Bangalore : Leaders of the Bharatiya Janata Party (BJP) on Saturday urged government to stop the dumping of nuclear wastes in abandoned Kolar Gold Fields in Karnataka.
BJP supporters led by Ananth Kumar, met Karnataka Governor H R Bharadwaj to register their protest over the issue and seek the latter’s constitutional intervention, saying that the dumping of nuclear wastets would infect many people in both the short and long term.
Kumar said that the government has run laboratory tests in the area.
“They have been conducting laboratory test in KGF and we all know that there has been almost closure of (Kolar Gold Fields) and there is every possibility that the Kolar gold field may be used as a dumping yard,” Kumar said.
The row over the nuclear waste dumping site comes amid the long going row over the establishment of the nuke power plant at Koodankulam which has already seen a lot of unrest among the activists.
According to nuclear physicists, although nuclear fuel waste is harmful, it can lay buried forever if disposed in a scientific manner.
The reported conversion of the gold mines into a nuclear waste dump has surprised the KGF residents as well as environmentalists because there had recently been talks of reviving the long closed gold mines into work.
Declared sick and shut down in 2001, the government cleared the proposal to revive the mines, after three Parliamentary Standing Committees to explore gold deposits in KGF submitted a report stating that at least three million tonnes of gold reserves lie unexploited.

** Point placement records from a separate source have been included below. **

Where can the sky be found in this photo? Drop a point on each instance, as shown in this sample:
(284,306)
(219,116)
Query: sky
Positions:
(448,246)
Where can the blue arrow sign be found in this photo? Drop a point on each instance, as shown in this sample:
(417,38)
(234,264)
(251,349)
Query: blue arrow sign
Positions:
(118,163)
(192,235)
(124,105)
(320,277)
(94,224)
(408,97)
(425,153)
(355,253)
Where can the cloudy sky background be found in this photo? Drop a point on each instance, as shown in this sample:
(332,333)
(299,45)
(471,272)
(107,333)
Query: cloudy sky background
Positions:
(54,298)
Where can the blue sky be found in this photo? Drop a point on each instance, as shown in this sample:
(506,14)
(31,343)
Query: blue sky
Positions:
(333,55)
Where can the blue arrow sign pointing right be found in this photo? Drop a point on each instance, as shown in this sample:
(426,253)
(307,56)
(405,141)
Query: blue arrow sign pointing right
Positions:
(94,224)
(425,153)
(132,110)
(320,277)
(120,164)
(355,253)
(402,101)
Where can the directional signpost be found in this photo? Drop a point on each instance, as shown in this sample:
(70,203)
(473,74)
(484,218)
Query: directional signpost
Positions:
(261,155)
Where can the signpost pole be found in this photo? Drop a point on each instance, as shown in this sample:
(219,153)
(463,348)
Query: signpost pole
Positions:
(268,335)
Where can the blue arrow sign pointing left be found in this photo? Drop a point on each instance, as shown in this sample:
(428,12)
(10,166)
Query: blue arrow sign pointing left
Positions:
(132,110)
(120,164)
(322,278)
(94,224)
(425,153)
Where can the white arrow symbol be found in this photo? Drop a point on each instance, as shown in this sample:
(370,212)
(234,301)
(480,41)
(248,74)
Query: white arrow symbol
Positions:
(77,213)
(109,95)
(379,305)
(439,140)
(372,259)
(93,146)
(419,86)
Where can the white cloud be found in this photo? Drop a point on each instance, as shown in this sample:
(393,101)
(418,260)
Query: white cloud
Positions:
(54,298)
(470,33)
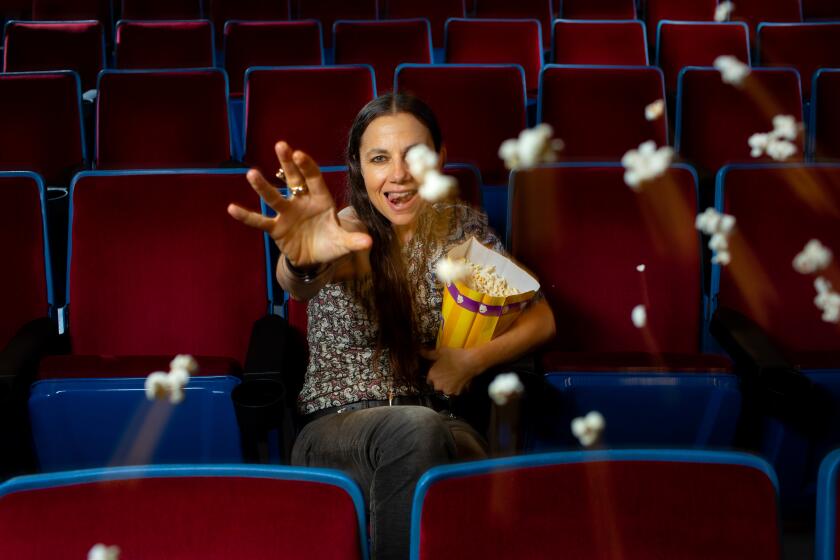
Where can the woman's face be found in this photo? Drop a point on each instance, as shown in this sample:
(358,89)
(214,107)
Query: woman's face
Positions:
(390,186)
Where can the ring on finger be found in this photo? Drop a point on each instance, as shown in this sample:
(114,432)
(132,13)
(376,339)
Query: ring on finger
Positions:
(299,190)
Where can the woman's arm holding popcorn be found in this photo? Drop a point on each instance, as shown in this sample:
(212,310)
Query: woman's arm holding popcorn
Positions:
(454,368)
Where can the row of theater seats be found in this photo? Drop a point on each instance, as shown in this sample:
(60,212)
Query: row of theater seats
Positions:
(628,504)
(80,46)
(157,268)
(161,119)
(437,11)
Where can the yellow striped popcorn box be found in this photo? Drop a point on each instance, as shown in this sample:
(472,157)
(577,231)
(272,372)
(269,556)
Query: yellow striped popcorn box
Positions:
(471,318)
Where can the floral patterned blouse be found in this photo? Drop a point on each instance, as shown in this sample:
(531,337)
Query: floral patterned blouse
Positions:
(342,336)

Initially, during the colonial era, the British owned the mines in KGF and later the Maharaja of Mysore took them over before the federal government nationalised the mines and brought these under the administration of Bharat Gold Mines Limited.

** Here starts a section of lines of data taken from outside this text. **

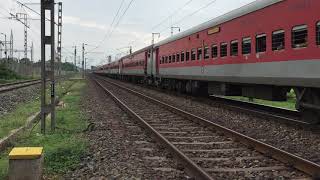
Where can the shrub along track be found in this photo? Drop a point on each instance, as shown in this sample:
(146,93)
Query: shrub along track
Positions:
(297,140)
(119,148)
(206,149)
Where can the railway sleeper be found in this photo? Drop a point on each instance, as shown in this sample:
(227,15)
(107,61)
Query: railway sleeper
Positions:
(308,103)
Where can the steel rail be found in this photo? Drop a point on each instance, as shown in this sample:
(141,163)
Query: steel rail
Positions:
(190,166)
(299,163)
(16,83)
(259,110)
(19,87)
(6,87)
(264,111)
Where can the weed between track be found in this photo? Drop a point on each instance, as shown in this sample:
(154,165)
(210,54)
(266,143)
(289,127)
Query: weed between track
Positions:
(64,148)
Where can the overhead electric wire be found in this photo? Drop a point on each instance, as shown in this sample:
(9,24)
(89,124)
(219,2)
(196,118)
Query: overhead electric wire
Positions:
(164,20)
(189,15)
(172,14)
(111,26)
(115,27)
(34,11)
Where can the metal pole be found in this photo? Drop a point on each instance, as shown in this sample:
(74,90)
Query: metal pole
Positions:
(59,36)
(43,69)
(47,5)
(82,60)
(53,97)
(5,46)
(75,57)
(11,45)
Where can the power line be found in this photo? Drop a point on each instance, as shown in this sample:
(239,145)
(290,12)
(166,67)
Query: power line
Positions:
(164,20)
(111,25)
(118,22)
(171,15)
(22,4)
(191,14)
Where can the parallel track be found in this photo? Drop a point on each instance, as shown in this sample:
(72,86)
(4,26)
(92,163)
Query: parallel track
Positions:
(18,85)
(281,115)
(207,150)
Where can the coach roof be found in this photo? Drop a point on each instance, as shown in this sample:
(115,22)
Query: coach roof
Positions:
(249,8)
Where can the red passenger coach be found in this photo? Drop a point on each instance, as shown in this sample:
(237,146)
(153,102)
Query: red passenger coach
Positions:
(134,66)
(261,50)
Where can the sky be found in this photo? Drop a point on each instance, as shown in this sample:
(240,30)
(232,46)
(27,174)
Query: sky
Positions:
(95,23)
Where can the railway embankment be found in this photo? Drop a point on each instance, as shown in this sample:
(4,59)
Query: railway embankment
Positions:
(64,147)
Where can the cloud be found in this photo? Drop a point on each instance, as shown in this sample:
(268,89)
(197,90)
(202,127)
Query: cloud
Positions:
(88,24)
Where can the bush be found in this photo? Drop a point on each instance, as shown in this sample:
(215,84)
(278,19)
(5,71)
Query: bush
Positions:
(6,73)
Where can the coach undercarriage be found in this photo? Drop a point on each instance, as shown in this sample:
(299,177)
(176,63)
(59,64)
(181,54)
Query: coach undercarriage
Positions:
(307,99)
(308,103)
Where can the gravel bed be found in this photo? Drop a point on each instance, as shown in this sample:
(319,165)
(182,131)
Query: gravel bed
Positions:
(157,113)
(298,141)
(10,100)
(119,148)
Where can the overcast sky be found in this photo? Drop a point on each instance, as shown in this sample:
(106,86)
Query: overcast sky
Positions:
(89,22)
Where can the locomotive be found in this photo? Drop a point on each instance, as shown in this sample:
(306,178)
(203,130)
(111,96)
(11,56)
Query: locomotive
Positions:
(261,50)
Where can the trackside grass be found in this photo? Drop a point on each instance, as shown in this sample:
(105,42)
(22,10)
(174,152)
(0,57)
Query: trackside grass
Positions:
(18,117)
(64,147)
(289,104)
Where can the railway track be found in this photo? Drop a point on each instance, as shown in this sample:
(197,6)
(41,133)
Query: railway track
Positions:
(17,85)
(285,116)
(208,150)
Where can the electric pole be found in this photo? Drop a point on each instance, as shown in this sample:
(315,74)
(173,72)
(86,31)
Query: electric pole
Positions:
(11,45)
(5,45)
(75,57)
(47,6)
(25,22)
(31,52)
(59,36)
(174,27)
(82,60)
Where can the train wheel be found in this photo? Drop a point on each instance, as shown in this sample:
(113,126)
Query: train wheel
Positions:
(189,87)
(308,102)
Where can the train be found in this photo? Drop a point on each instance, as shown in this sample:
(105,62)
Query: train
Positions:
(261,50)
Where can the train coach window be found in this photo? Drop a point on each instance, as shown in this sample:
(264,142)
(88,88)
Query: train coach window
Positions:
(278,39)
(187,56)
(261,43)
(193,54)
(300,36)
(182,56)
(234,48)
(318,34)
(214,51)
(223,49)
(246,46)
(206,52)
(199,57)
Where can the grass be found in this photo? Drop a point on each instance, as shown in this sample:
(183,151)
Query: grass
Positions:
(289,104)
(18,117)
(63,148)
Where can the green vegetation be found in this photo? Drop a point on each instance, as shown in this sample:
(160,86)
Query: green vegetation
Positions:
(289,104)
(63,148)
(18,117)
(6,74)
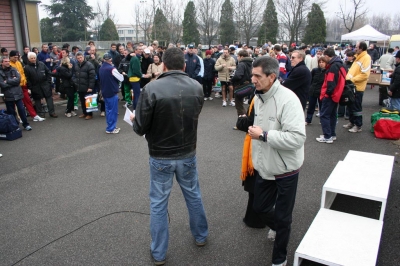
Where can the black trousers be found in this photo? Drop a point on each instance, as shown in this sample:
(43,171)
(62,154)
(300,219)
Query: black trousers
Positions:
(280,193)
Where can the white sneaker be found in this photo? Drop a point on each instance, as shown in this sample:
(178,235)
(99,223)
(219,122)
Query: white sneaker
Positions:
(333,137)
(324,140)
(38,119)
(271,235)
(355,129)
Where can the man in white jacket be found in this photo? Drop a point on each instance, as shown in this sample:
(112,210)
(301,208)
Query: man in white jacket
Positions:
(278,135)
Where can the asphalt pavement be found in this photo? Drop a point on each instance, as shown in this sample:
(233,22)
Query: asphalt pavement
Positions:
(70,194)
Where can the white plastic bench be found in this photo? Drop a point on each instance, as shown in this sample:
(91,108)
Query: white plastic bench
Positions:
(337,238)
(361,174)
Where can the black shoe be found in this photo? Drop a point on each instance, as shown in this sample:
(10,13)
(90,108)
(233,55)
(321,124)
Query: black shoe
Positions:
(157,262)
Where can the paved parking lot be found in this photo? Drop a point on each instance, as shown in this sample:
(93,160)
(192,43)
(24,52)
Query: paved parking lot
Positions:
(70,194)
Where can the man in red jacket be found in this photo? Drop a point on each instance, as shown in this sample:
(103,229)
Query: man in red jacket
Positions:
(331,91)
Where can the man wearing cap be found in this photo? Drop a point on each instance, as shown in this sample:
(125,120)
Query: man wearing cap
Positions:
(209,74)
(147,60)
(9,84)
(15,63)
(109,78)
(4,52)
(192,63)
(225,65)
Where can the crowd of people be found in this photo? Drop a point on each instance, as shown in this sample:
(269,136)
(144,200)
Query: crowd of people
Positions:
(161,82)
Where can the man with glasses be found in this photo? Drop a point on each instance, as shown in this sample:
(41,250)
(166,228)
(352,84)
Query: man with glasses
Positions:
(299,78)
(278,136)
(358,74)
(38,79)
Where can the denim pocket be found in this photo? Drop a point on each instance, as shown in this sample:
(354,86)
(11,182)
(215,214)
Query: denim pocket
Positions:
(161,172)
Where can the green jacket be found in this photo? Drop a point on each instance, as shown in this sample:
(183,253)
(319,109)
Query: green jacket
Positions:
(134,68)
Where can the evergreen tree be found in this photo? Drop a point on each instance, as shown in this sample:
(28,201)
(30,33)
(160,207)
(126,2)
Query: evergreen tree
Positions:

The row over the KGF may fan the flames of the issue of the power plant in Koodankulam further as activists could launch scathing attacks on the government’s proposals.
Protest against the power plant has boiled over the past year, while nuclear fuel has already been loaded in the plant.
While much of the world is turning its back on nuclear energy, the villagers of Kudankulam, in a part of India hit by the 2004 Indian Ocean tsunami, say their government is gambling with their lives by opening one of Asia’s first new nuclear reactors since the 2011 Fukushima disaster in Japan.